I concentrated on the tea. I sipped at it, flailing for breath in between drinks. And slowly, slowly, my breathing came back to normal. I still cried. But my chest wasn’t tight, and I couldn’t hear my heartbeat anymore. I felt horrible. This was my fault. I worried I’d hurt my baby.

Courtesy of Elizabeth Broadbent

The panic attacks continued, on and off, until a nurse-midwife prescribed an anti-anxiety medication for me and set me up with an appointment for a psychiatrist. At the appointment with my psychiatrist, she gave me a medication that was more than a stopgap; it was an antidepressant that worked. Only once I got on Zoloft did the panic attacks recede. I could be happy about my pregnancy. I no longer worried, as I'd told a friend, that I couldn't take of my baby because I could barely take care of myself. I could take care of myself again.
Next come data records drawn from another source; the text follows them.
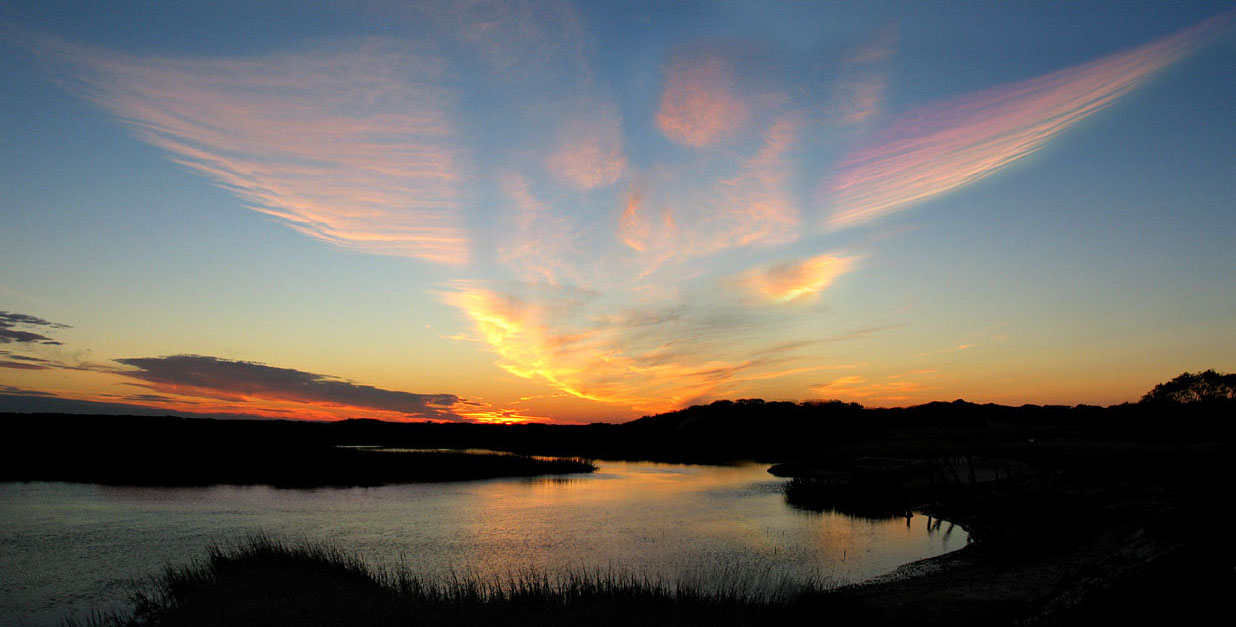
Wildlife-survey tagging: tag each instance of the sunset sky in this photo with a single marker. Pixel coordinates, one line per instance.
(555, 212)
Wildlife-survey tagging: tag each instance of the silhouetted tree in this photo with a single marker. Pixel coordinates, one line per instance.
(1194, 387)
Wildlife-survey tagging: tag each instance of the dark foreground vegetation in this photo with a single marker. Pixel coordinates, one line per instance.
(267, 583)
(1079, 515)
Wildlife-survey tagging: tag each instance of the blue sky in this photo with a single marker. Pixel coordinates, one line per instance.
(506, 212)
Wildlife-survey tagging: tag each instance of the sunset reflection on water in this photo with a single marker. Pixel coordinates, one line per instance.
(76, 547)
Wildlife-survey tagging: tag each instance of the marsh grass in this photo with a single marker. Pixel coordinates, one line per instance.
(262, 580)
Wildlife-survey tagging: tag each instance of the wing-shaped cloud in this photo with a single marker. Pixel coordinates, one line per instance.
(352, 146)
(944, 146)
(199, 376)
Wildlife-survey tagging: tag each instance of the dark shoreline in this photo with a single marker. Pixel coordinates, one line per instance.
(1093, 515)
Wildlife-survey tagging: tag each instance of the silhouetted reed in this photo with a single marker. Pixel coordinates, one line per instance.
(267, 581)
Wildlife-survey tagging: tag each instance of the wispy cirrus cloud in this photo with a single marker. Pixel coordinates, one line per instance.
(351, 145)
(795, 280)
(753, 205)
(932, 150)
(650, 360)
(11, 329)
(252, 385)
(863, 81)
(700, 103)
(893, 390)
(590, 150)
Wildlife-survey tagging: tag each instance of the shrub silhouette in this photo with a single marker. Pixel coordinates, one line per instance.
(1190, 387)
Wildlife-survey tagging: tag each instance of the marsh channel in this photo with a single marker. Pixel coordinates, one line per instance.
(71, 548)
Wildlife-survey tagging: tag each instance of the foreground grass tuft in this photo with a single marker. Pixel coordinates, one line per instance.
(271, 583)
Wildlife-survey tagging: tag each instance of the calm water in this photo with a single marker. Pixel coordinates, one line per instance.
(67, 548)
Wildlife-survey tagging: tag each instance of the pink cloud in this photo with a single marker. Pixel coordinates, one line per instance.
(862, 83)
(590, 151)
(350, 146)
(700, 104)
(941, 147)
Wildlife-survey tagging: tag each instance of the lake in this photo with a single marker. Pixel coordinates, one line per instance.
(69, 548)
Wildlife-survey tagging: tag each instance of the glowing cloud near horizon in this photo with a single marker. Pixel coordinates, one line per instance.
(624, 243)
(941, 147)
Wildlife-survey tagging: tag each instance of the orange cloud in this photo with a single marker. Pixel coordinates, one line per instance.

The medication made that possible.

And when Blaise was finally born, he was the sunniest, happiest baby we’d ever seen. He never cried, except for his silent reflux pain. And because I stayed on my antidepressant, I suffered from neither postpartum depression nor postpartum anxiety. My mother-in-law said my husband and I were acting like this was our fourth baby, not our first. I was making it. I was doing well. And while I had a few panic attacks some years later, I wasn’t pregnant, and they weren’t related to my children. I’m grateful that, for the most part, they ended. But mostly, I’m glad my baby came through them OK.